Francia del Nord, estate del 1985, villaggio modesto che vive di turismo e pesca, due giovani ragazzi iniziano e terminano nell’arco di poche settimane una relazione. Potremmo sintetizzare così come una breve di stampo giornalistico l’ultimo lavoro di   Francois Ozon, il suo forse più lampante tentativo di filmare la costruzione e distruzione di un amore, qui gay ma senza preclusione all’ambivalenza, retrodatandolo alla metà  del decennio degli 80, traendo spunto dal romanzo di Aidan Chambers, ma evidentemente connotandolo di riferimenti personali, immaginiamo più per il contesto logistico e per la turbolenza delle emozioni, che nello schierarsi pro o contro i due amanti.

Il cinema di Ozon delle ultime produzioni sta diventando sempre più affabulatorio, trasformando anche implicitamente la narrazione e la struttura dei film che diventano contenitori di successioni fattuali di situazioni, eventi che scorrono sequenziali, dove inevitabilmente si perde un certo senso di profondità  a favore di una gradita idea dell’assenza di manovra del regista, il che ne beneficia appunto in termini di comprensione e ritmo, ma ne perde un pò per intensità .

Non sfugge a questa dinamica anche “Estate ’85” che da subito ci proietta in medias res con l’attrazione velocissima fra Alexis, giovane 16enne pensieroso e prudente, riflessivo e introverso, e David 18enne apparentemente già  scafato, impulsivo al limite del fastidioso, estroverso e solare, che solo dopo velocissimi preamboli accompagnati dalla presenza della madre di quest’ultimo (una Valeria Bruni Tedeschi ca va sans dire sopra le righe ma qui è appropriato questo atteggiamento bizzarro)   scoprono il piacere dei corpi, l’essenza dell’amore nelle sue forme appaganti, l’inebriante frastuono dei sensi.

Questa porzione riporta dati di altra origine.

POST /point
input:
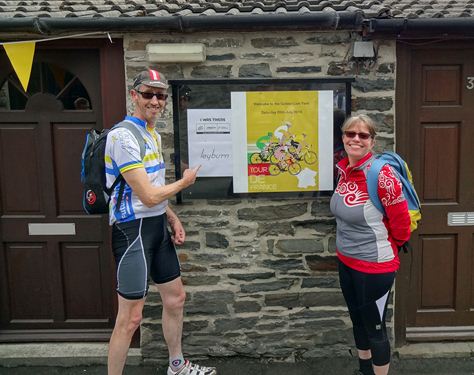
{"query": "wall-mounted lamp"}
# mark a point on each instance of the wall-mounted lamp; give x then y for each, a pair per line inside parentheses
(176, 52)
(363, 50)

Ed è questa la parte migliore dell’opera in cui finalmente si lascia spazio alle immagini, alla profondità  del sentire ma anche a una interlocuzione dei due meno dicotomica e più incentrata nel tentativo eterno della descrizione dei sentimenti, che è poi quello che rende simili e così singolarmente identificabili tutti gli amanti. Ozon mette a fuoco qui l’attrazione delle differenze, tra l’impulsività  e la resistenza, anche fra derivazioni sociali diverse, una semi borghesia  contro una fiera appartenenza di middle class, contrasto che l’autore non deturpa nè viene sottolineato, ma che si rivela anche come forgiatura dei due diversi caratteri: vediamo in mostra, purtroppo per poco, i corpi riflessi negli specchi, le nudità  pudiche sempre dentro un’ossequioso limite affettivo, uno sguardo in questi frangenti che  diventa moderno e vouyeristico, che dialoga direttamente con lo spettatore coinvolgendolo nelle vicende trattate, proiettandolo dentro le scene, sulla moto dei due, nel negozio da pesca, come fossimo partecipi di questa emozione che diventa nostra.

Poi il film , al suo apice nello sviluppo della relazione inizia senza interruzione la sua parte distruttiva con l’introduzione dell’elemento narrativo della turista inglese, che mina alla base il tumultuoso rapporto dei due ragazzi, lacerandoli e facendo emergere le loro reali fragilità  di adolescenti, in bilico fra mancata affermazione, solitudine, senso di perdita e tolleranza verso lo sfogo emozionale. Anche qui il film ha parti frettolose, la scena del diverbio, colta in un paradigmatico distacco, e successivamente le lunghe,   ripetute scene di follia di Alexis sulla tomba di David, ma nel complesso il finale rimane felicemente risolutorio, anche in virtù del prezioso artificio della stesura del racconto di Alexis, elemento terapeutico che dà  sostanza al giovanotto per fissare gli eventi successi e le emozioni riportate in esse, per dare banalmente struttura al film e allacciare i diversi flashback narrativi, ma anche per imprimere una maggior dimensione alla formazione emotiva dei ragazzi, che attraverso una espressività  non vissuta direttamente, la scrittura, riescono a trovare un senso alla realtà  e infine un senso all’intero film.